The short adjectives are usually preferred in predicate position (after the verb to be, even if it's omitted in Russian): он (есть) стар, but in attributive position you always use the long ones: старый гуляка приехал в гости. Using the long adjective in the predicate position sounds quite awkward to me at times, but such use isn't strictly considered incorrect: Он был очень голодный, но пересилил себя и не зашёл в МакДональдсp). And I agree with *Angelo di fuoco* about the long form often meaning an inherent quality.


----------



## Orlin

sobakus said:


> the short adjectives are usually preferred in predicate position (after the verb to be, even if it's omitted in russian): он (есть) стар, but in attributive position you always use the long ones: старый гуляка приехал в гости. Using the long adjective in the predicate position sounds quite awkward to me at times, but such use isn't strictly considered incorrect: Он был очень голодный, но пересилил себя и не зашёл в МакДональдсp). And i agree with angelo di fuoco about the long form often meaning an inherent quality.


 
Я согласен, только у многих прилагательных вовсе нет кратких форм и поэтому надо употреблять полные (я думаю, что кратких форм нет у прилагательных, не образующих степеней сравнения - так ли это?).


----------



## estreets

to Orlin
I think this is true because as far as I can see only qualitative adjectives can have short forms - and only qualitative adjectives can have degrees of comparison.


----------



## Angelo di fuoco

Sobakus said:


> Using the long adjective in the predicate position sounds quite awkward to me at times, but such use isn't strictly considered incorrect: Он был очень голодный, но пересилил себя и не зашёл в МакДональдсp). And I agree with *Angelo di fuoco* about the long form often meaning an inherent quality.
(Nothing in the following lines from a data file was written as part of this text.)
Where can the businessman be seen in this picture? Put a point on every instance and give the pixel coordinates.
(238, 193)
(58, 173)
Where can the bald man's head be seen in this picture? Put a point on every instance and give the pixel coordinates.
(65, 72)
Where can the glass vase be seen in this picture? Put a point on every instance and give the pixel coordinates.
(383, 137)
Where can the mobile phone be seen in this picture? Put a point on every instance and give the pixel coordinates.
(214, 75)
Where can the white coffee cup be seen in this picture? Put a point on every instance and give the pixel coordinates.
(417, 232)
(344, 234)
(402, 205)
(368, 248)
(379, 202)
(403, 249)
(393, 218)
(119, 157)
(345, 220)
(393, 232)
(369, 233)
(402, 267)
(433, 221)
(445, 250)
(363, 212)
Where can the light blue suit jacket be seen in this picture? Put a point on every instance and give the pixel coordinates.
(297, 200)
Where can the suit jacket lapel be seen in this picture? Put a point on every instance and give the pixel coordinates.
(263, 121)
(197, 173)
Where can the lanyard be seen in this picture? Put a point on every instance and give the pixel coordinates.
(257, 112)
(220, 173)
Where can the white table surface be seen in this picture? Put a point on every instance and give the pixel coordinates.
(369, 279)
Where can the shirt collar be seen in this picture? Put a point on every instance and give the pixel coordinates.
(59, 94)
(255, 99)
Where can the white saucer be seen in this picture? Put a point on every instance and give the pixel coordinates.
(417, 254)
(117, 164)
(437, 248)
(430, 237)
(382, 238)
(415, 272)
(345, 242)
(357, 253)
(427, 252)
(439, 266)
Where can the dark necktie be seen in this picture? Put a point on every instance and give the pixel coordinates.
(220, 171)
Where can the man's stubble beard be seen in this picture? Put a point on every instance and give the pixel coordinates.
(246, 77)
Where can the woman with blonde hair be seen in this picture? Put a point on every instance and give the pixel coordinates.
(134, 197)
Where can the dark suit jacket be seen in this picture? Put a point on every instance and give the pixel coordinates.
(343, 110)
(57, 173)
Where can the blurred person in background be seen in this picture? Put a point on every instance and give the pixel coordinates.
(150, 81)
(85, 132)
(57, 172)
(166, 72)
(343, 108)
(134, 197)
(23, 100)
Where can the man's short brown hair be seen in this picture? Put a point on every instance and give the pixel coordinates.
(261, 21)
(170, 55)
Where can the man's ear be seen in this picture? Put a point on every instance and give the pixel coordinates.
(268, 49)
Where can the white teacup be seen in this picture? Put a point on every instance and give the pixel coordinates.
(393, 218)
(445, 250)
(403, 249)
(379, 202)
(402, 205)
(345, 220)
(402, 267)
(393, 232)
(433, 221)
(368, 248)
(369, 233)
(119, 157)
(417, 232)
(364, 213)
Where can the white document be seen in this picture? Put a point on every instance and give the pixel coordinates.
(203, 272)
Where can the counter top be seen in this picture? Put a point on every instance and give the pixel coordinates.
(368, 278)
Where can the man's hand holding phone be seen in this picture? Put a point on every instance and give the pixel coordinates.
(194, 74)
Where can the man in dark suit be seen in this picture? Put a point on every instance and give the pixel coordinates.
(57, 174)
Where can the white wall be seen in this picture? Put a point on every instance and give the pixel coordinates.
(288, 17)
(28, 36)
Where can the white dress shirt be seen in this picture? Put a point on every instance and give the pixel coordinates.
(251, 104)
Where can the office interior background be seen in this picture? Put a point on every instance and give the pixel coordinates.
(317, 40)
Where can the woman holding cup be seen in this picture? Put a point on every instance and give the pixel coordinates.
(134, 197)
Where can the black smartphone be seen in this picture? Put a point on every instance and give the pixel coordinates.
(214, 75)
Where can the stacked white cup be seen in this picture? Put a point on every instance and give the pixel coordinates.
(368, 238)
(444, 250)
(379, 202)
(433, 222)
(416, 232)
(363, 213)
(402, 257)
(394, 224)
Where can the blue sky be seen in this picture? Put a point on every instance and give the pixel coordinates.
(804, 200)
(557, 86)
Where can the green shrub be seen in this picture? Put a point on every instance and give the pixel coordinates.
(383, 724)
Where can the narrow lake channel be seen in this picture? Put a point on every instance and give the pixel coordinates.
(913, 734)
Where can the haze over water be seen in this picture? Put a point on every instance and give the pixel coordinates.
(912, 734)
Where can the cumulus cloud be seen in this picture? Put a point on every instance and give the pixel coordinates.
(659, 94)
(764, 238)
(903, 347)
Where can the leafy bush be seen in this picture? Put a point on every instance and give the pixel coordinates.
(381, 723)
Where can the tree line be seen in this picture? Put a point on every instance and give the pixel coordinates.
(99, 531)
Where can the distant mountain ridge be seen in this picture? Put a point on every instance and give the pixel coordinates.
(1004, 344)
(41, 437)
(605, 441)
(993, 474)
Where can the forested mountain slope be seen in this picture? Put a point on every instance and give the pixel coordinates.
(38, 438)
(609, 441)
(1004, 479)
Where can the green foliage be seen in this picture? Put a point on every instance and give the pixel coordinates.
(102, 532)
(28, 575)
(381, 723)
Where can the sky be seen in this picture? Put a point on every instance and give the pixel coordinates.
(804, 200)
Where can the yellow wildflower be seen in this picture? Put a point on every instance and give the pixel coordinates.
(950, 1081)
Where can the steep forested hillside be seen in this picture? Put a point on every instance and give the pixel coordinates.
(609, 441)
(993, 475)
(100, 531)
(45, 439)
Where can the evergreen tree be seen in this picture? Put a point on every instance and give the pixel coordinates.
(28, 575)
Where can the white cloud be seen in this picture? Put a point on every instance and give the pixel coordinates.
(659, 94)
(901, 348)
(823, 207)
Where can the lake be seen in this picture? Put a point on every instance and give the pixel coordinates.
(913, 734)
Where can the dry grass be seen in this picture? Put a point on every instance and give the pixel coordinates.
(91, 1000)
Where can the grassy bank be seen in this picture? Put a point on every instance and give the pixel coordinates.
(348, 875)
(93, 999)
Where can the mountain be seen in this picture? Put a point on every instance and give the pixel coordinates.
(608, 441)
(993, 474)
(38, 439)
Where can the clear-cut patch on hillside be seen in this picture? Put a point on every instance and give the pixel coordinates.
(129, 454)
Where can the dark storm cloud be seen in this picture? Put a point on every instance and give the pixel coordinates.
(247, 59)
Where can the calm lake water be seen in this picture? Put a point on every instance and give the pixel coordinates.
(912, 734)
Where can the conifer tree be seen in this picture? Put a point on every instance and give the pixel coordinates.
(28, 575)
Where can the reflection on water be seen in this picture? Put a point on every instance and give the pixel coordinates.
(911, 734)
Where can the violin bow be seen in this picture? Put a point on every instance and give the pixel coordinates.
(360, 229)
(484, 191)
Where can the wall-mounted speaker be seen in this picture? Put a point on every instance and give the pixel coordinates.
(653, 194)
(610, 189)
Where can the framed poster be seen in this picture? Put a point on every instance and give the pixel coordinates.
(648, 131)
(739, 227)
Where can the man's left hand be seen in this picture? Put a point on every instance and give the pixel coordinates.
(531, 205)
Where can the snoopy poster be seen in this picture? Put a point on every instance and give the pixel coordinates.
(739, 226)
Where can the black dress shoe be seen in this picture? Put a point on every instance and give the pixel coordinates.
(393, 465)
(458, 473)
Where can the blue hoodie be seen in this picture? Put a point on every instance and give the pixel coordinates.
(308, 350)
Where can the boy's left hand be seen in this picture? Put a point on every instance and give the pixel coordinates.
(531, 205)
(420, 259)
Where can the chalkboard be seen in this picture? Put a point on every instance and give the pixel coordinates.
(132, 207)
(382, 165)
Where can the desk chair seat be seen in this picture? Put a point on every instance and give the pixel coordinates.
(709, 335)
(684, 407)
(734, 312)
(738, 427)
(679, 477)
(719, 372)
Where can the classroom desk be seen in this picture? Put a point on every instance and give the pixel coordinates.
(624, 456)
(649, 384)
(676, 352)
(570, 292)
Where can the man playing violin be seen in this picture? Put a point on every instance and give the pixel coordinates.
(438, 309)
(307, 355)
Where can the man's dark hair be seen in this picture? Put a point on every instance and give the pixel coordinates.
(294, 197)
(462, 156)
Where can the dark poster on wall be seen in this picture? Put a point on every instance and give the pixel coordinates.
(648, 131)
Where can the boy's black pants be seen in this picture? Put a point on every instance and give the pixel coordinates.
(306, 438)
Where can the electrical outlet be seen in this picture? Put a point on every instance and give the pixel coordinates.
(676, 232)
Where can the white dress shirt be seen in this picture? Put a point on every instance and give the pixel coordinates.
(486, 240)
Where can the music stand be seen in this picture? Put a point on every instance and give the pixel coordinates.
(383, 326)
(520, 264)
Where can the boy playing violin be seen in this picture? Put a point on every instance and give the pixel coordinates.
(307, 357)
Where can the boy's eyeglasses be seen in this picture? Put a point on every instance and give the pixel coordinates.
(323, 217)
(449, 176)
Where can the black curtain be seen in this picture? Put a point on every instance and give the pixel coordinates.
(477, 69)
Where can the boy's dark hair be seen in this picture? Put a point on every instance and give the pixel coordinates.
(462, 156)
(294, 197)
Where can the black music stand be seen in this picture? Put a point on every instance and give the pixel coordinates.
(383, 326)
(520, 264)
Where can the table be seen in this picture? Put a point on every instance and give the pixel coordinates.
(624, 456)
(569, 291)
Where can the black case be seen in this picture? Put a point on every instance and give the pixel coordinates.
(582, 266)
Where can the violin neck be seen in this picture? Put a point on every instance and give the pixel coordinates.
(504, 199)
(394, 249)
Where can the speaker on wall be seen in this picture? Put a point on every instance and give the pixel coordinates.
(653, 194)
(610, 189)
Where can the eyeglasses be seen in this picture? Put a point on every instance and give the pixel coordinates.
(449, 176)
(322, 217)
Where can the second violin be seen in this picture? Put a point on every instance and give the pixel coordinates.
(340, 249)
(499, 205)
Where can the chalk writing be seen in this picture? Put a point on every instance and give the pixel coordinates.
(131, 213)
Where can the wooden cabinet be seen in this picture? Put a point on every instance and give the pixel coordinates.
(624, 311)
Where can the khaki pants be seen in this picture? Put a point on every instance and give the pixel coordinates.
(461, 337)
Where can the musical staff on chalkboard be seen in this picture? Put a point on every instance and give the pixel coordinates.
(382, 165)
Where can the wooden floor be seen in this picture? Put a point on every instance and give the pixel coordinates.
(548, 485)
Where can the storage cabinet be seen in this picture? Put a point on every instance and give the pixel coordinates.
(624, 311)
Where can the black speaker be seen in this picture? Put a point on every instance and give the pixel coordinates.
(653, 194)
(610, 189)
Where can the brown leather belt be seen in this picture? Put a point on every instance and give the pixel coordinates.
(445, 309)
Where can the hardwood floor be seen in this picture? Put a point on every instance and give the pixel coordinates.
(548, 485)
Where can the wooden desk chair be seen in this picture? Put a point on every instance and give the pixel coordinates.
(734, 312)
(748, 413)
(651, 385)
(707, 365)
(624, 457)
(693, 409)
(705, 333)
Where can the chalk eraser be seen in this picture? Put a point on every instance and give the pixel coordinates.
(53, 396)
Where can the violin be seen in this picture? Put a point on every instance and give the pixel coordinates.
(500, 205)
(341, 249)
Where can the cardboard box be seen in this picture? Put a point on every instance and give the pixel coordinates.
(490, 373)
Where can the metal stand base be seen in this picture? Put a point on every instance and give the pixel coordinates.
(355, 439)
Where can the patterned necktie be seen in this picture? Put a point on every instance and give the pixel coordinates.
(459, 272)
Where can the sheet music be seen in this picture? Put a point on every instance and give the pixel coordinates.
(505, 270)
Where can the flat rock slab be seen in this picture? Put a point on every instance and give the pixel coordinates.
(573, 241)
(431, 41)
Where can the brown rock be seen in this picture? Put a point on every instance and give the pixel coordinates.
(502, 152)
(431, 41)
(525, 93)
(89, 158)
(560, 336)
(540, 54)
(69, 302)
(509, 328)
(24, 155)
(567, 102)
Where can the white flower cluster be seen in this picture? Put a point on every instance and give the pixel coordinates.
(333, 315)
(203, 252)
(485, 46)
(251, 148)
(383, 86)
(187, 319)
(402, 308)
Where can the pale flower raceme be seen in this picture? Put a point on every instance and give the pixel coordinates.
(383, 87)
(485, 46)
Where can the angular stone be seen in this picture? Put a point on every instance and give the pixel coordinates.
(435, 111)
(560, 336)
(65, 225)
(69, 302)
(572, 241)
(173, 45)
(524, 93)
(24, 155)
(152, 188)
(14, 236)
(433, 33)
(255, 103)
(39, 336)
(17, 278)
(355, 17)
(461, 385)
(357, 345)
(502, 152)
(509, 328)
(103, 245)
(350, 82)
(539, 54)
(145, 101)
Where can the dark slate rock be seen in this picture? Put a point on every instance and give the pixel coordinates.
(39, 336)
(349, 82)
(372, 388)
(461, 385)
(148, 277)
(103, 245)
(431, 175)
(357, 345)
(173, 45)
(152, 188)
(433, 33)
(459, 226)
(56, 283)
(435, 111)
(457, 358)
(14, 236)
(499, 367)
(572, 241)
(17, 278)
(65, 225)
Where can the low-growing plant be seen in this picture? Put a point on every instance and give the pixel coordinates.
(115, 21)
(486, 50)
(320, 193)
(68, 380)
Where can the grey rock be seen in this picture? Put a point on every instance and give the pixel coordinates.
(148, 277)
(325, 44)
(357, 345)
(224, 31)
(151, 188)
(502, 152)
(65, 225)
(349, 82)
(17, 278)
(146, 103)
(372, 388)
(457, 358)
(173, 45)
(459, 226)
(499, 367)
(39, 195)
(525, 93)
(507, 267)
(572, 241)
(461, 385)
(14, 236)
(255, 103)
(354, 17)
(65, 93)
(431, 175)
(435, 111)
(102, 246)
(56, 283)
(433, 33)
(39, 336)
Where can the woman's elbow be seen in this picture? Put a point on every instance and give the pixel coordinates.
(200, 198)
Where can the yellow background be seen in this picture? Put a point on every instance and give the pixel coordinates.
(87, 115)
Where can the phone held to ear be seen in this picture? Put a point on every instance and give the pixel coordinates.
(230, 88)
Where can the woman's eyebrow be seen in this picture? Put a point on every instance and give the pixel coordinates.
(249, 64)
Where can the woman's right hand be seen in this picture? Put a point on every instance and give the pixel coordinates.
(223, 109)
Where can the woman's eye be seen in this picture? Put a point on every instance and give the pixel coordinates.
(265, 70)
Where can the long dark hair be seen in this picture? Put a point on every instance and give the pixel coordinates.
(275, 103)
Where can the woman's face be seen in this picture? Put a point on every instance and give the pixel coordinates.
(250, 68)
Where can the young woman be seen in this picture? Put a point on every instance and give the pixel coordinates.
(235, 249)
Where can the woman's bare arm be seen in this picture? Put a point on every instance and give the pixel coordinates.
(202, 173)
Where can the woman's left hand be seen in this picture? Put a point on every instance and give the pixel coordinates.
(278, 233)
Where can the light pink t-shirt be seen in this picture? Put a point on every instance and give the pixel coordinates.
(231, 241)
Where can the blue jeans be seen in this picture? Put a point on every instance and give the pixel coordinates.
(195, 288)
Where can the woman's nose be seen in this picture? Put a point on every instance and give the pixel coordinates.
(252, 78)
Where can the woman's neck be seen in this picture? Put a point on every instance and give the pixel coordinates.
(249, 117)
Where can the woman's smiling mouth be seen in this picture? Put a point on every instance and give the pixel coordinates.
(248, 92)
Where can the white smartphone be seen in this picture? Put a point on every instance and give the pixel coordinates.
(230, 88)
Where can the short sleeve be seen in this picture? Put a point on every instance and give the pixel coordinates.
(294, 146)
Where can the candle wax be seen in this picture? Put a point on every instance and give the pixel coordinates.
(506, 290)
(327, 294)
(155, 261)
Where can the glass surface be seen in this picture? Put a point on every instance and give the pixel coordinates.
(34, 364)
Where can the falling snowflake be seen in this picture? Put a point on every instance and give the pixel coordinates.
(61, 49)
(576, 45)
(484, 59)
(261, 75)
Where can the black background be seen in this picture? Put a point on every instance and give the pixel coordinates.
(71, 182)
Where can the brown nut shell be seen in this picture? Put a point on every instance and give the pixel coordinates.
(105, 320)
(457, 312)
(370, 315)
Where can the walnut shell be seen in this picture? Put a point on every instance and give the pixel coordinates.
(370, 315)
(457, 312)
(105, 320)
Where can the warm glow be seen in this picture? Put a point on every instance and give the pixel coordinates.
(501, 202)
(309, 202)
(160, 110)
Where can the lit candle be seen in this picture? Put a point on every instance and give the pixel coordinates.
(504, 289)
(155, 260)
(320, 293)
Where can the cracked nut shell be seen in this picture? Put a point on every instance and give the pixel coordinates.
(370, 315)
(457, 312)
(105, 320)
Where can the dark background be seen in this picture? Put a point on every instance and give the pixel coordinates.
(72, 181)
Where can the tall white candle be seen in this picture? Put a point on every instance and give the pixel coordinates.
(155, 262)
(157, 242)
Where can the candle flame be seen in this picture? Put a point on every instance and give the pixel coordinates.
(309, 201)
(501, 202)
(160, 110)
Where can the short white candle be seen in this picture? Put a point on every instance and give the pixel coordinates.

Just as you say it: "Он был очень голодный" sounds just awkward.
However, you can hear it in sloppy colloquial speech.


----------



## Mikazo654

Weird!  "Я очень голодный" appears in one of my instructional programs.



Angelo di fuoco said:


> Just as you say it: "Он был очень голодный" sounds just awkward.
> However, you can hear it in sloppy colloquial speech.


----------



## dec-sev

What? Contradicting answers? Welcome to the Russian Forum  You seem to have learned to ask specific questons, now try to cull out right answers


----------



## Angelo di fuoco

Mikazo654 said:


> Weird!  "Я очень голодный" appears in one of my instructional programs.



You can hear that even from native speakers (modern Russian education doesn't care very much for beautiful Russian language), but it is very colloquial and even in colloquial speech it doesn't sounds well.
Mind well that this is a classical case for a predicative (short) form of the adjective: "я очень голоден".


----------